Honeoye Falls native David Maloney performed numerous concerts in his hometown, including this one on September 20, 2013. File photo by Donna MacKenzie

While he was being celebrated and his music played at a tribute concert by 16 performers on Saturday, September 16 in San Anselmo, California where he lived, singer/songwriter David J. Maloney is also fondly remembered by fellow Honeoye Falls Class of 1961 graduates and area residents who heard him many times when he returned to Honeoye Falls to perform.

Maloney, who died on March 10, 2023 at his home in San Anselmo following a short illness, was 79 years old. He was well-known in the folk music world. He passed away while writing a new song in his music studio that was built by himself and his neighbors.

A graduate of Honeoye Falls High School in 1961, Maloney grew up in the large house across from the high school on East Street, above Honeoye Creek. Thanks to both of his parents, Dorothy Snoddy Maloney (a Honeoye Falls native) and David K. Maloney, music, theater and art was an integral part of the family life. That was furthered when his father gave him a ukulele. Maloney also played the piano and guitar. He sang and played at school, local parties, Boys Scouts and in local talent shows. He was in the choir and drama/musical productions. He also was the President of the Class of 1961. Maloney also had a love of sports and played soccer, basketball and baseball in high school. After graduating from Honeoye Falls, he went to Cortland State and graduated with a degree in physical education where he also played on the soccer team.
At Cortland State, Maloney also was part of a frat house folk group called The Gamma Greenbriars which performed on the campus and in the town.

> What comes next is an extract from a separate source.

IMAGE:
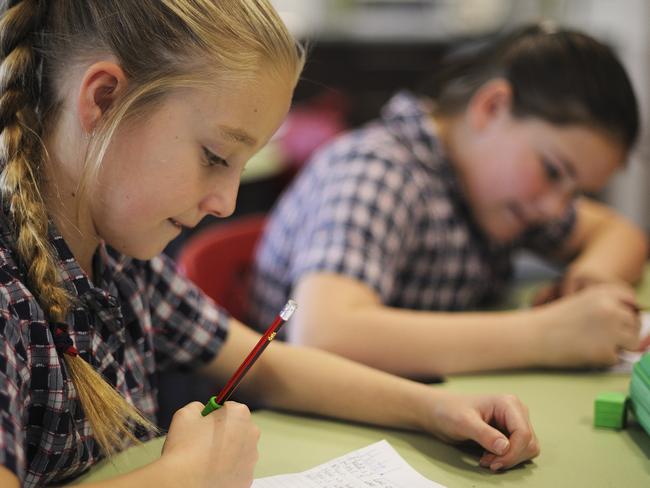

Following graduation, Maloney taught in Syracuse for four years. He and Tebby George married in 1969 and the two moved to California to pursue their dreams of becoming artists; he in music and she in sculpture and art. Their first night in San Francisco, the Maloneys went to a local folk club called The Drinking Gourd where they heard a talented singer named Ginny Reilly. Three months later in January of 1970, Reilly and Maloney began rehearsing together thanks to a veteran San Francisco bass player, Jay Kellum who encouraged them to work together instead of as solo acts.

As Maloney recalled, “After about three weeks, we performed a short three-song guest set at the Drinking Gourd. The audience that night loved us and we were hired on the spot to go to Lake Tahoe and perform in the lounge of a new steakhouse there.”

That collaboration, called Reilly & Maloney, was hugely successful, producing over a dozen albums and thousands of performances across the United States and Canada for two decades before performing two sold-out farewell shows in Seattle in 1990. They also pursued solo opportunities and eventually reunited in 2000 and collaborated together for another 16 years before a final concert together in Seattle in 2016.

Along with singing and songwriting, Maloney also acted in several theater productions and films and enjoyed watercolor painting. He was a big fan of the San Francisco Giants baseball team and the San Francisco 49ers football team, writing a song called “The 49er Faithful”.

Maloney released several solo albums, four of them from 2010 to 2018. The songs he wrote poetically described the feelings and situations in life that resonated with people. Many of his songs were inspired by his love of his hometown. His lyrics often captured the uniqueness and beauty of small town life. He wrote about the forces that shaped his life – the family, the friendships and the places that meant the most to him. He used his songs to instruct and tell stories that had a message. They were historical, analytical, spiritual, insightful and humorous and appealed to all ages, children to seniors. His solo albums, “One Day More” (released in 2011) and “a little homespun wobble” (released in 2013) were both nominated for Grammy awards. One of the songs on the “One Day More” album, “Carry Us Home (Sully) was about the “Miracle on the Hudson” where U.S. Airways pilot Chesley Sullenberger successfully landed a plane in the Hudson River after a flock of geese hit one of the plane’s engines. He also wrote several songs that came to be known locally as the “Honeoye Falls Suite” such as “Finnegan’s Farm”, “The Old Milltown”, “The Copy Editor” (a nod to his father being the editor of the Honeoye Falls Times newspaper), “A Simpler Time”, and “The Reunion”. His 2016 album “My Father’s Shoulders” featured the song “His Irish Heart”.

Returning to New York to enjoy a home on the Black River for many summers, Maloney often came to Honeoye Falls to perform a concert, usually at the First Presbyterian Church in Honeoye Falls, which drew good-sized audiences.

Maloney was inducted into the Honeoye Falls-Lima Alumni Hall of Fame in 2012.

He is survived by his wife Tebby, his son Danny, his siblings, Peter Maloney (Kristen Griffith) of Cold Spring, NY; Rebecca Maloney of Novato, California; Michael Maloney (Alice) of Avon and Paul Maloney (Geri) of West Shokan, NY; several nieces, nephews and cousins; his singing partner Ginny Reilly and her children Emily Reilly and Charlie Burg and countless friends.